06. Bahagia Bukan Milikmu, Juan

2K 229 1
                                    


*Juan vs Argantara (2)

Selamat membaca lembar kehidupan Juan. I hope you like and keep support this story.






Pagi ini Juan sudah berada di dalam kelasnya. Pagi-pagi sekali remaja itu sudah berangkat ke sekolah tak lupa menjemput Dito.

Juan dan Dito kini duduk di pojokan kelas. Juan bernyanyi lagu random dan Dito yang bermain game online. Kelas sudah lumayan ramai, para penghuninya sebagian sudah ada di dalam.

"Pada hari Minggu ku turut Ayah ke kota.. mengendarai delman is-."

Nyanyian Juan terhenti membuat Dito yang mulai menikmati suara merdu cowok itu menatapnya bingung. Alisnya terangkat seolah bertanya 'kenapa nggak dilanjut?'. Meski hanya lagu anak-anak, tapi karena suara Juan yang cukup merdu membuat Dito menikmatinya.

"Lupa, deng, gue kan nggak ada ayah," katanya disertai tawa.

Gelap:(

Dito menjatuhkan rahangnya, ia lupa jika sahabatnya itu adalah Juan.

"Gelap banget," ujar Dito.

"Biasa aja kali, Dit.
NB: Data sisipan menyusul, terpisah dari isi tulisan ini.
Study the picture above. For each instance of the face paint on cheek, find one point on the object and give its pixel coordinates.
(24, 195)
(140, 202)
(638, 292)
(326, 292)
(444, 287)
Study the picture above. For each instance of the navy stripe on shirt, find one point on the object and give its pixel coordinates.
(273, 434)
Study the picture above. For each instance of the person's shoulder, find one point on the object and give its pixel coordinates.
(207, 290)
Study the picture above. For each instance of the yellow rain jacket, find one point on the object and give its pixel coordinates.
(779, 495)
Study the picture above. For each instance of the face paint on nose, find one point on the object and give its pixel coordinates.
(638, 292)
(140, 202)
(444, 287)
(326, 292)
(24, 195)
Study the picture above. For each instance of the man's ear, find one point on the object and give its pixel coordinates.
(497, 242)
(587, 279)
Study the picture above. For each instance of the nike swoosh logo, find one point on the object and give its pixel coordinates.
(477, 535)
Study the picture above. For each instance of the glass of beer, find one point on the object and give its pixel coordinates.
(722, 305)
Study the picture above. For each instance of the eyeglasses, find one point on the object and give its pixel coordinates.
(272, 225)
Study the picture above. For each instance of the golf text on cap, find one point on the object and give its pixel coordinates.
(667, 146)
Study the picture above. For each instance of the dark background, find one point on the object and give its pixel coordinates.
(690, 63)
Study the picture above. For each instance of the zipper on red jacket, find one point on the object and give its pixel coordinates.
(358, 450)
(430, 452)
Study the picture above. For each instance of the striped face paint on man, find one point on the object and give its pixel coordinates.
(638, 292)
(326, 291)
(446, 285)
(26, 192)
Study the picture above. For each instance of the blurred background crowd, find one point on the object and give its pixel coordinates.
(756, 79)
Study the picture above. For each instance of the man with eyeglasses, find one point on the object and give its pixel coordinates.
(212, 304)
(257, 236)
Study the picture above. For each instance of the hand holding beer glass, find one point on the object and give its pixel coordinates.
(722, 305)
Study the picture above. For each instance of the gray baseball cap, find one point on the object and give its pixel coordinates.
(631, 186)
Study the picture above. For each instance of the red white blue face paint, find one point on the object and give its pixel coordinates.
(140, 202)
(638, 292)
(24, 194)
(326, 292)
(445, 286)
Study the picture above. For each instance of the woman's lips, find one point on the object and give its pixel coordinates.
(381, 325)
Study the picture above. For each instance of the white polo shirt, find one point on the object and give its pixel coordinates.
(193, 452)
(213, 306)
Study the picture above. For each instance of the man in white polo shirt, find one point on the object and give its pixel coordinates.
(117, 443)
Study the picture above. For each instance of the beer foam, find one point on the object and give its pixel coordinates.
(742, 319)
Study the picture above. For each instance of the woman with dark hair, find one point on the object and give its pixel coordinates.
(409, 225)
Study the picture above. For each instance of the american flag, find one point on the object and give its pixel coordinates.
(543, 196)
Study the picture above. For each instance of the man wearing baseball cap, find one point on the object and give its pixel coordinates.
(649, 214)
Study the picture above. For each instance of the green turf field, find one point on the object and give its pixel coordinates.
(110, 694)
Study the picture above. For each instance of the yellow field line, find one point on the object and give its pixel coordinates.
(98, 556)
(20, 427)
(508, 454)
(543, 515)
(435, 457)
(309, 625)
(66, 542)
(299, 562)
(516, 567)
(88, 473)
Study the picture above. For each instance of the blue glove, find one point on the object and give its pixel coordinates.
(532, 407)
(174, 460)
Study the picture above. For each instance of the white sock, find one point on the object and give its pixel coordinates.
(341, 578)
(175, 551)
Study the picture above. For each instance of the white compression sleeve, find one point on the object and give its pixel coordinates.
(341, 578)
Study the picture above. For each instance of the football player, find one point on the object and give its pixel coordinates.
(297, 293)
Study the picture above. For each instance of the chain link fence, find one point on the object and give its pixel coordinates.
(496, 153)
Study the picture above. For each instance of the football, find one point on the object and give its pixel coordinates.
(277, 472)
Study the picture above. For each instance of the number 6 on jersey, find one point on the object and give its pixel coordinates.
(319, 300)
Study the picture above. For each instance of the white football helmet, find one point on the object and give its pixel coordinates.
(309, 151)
Lo kan juga nggak ada ayah," kata Juan dengan wajah lempengnya.

Mulut Juan minta dicabein!

"Sembarang lo, Juanjing!"

Dito menggeplak kepala temannya itu. Hei, ia ini punya ayah! Walaupun hanya ayah angkat, tapi setidaknya kan ia punya.

"Dito anak pungut," ejek Juan yang tentunya hanya bercanda.

"Juan anak ha-"

Dito membungkam mulutnya, hampir saja ia kecoplosan. Begini-begini ia masih tetap menjaga perasaan temannya itu.

"Ram."

Juan menampakkan cengirannya setelah menyambung kalimat Dito yang tergantung. Ia tidak akan sakit hati jika Dito yang mengatakan itu, sungguh.

"Juan!"

Lagi-lagi tangan Dito mendarat di kepala Juan membuat sang empu meringis. Tidak lupakah sohibnya itu jika kepalanya sakit, tepatnya bagian pelipis?

*Jangan ditiru ygy. Mental orang beda-beda*

Ngomong-ngomong ia telah menceritakan kepada Dito tentang penyiksaan yang ia alami. Dito memang selalu menjadi tempat ceritanya, sebab Dito adalah pendengar yang baik.

Respon Dito pun seperti biasa, ia marah tentu saja. Marah pada nenek Juan yang selalu memperlakukan Juan dengan tidak baik. Padahal jika dipikir hadirnya Juan bukanlah salah remaja itu, sebab ia tak pernah minta dilahirkan. Harusnya yang disalahkan adalah ayah Juan yang tidak mau bertanggung jawab.

"Juan, lo dipanggil kepsek," seru sang ketua kelas menghentikan dark jokes dua remaja itu.

Ini yang Juan tunggu-tunggu dari tadi, sidang pendisiplinan. Bukan, ia bukan minta dihakimi, tapi ia hanya ingin menyelesaikan masalahnya segera.

"Gue pergi dulu, Dit. Bye-bye."

"Hati-hati, Ju."

"Lo kira gue mau kemana disuruh hati-hati?"

"Kali aja ada bahaya di depan."

"Serah lo aja!"

.
.
.

Juan adalah salah satu dari banyaknya orang yang keadilan seolah enggan berpihak padanya. Juan akui ia memang tak berpunya, pun ia tak pernah diharapkan. Lantas apakah mereka juga pantas tak memberinya keadilan?